Let me plot those first. So here’s x equals -2pi, here’s x equals pi. And once you have 2 asymptotes graphed, you know that the asymptotes are going to be separated by 3pi, just like these are. And so if I go 3pi to the right I’ll get another asymptote, here at 4pi. If I go 3pi to the left, I’ll get another so I have 1 -5pi. And so on. Let me plot some points.

So we have these 3 points in the middle negative pi over 2, -0.5. Negative pi over 2 is right here between these two vertical asymptotes and I get -0.5 that’s right here. Then add -3pi over 2, I get -1. -3pi over 2 is 1 third the way from -2pi, to here at pi over 2 right here. I get -1 and then at pi over 2, I get -1. This is pi so that’s pi over 2 -1 again.

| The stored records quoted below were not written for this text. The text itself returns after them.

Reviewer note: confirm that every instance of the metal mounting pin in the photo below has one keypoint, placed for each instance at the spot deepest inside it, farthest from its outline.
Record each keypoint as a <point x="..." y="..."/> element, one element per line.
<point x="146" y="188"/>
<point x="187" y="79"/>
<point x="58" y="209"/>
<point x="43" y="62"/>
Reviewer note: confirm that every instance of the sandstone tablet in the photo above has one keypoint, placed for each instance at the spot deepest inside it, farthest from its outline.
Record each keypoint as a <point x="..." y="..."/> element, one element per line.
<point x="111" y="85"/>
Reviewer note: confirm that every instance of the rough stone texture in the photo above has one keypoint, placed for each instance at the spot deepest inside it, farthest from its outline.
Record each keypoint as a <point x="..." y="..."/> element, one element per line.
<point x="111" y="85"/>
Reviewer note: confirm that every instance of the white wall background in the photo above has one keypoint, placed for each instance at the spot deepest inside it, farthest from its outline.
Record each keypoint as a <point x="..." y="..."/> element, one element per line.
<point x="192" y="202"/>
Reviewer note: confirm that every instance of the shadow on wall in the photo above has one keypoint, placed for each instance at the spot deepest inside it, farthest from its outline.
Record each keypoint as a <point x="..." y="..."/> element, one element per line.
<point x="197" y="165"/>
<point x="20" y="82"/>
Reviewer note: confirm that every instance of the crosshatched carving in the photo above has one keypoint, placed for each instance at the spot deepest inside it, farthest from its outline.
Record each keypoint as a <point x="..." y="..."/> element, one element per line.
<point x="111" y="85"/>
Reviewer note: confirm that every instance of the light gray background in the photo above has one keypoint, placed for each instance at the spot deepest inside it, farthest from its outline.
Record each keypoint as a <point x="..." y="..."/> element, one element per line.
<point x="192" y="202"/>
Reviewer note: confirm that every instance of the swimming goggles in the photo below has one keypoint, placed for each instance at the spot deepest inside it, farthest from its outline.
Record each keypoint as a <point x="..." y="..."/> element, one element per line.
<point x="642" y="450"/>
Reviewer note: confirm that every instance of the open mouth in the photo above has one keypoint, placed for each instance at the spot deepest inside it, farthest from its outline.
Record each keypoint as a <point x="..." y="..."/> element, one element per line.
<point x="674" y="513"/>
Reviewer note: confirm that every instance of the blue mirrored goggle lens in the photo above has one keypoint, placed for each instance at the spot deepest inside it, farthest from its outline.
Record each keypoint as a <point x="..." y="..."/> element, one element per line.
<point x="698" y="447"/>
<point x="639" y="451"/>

You will notice my first half period is upside down and that’s because of the vertical reflection. This -0.5 gives me a reflection across the x axis. Now once I have a half period graphed, I can get another half period by taking this flipping it across the x axis and shifting right half period.

Now in this case, it looks like the period is 6pi, so half a period is 3pi. So I take each of these points flip and shift 3pi. So -1/2 becomes positive a half then I shift 3pi to the right. Right there, this point -1 because +1. Shift to the right and I get this point here. And this point flipped up and shifted right here and so I get my second half period.

And once you have two half periods, you can extend this in both directions really easily using periodicity. So this u shape, if I shift it 2 up here to the left I get a point here, a point here another half period of my secant graph. That I can do it over here too. So I get this point shifted 3pi 6 pi to the right becomes this, this one becomes, this and I’ll just do half of the u shape. That looks like 1 and 3/4 periods of my secant graph. So just remember when you got a secant graph, drop graph 1 half period then flip it, shift it to the right, get another half period then use periodicity to fill out your graph to the left and right.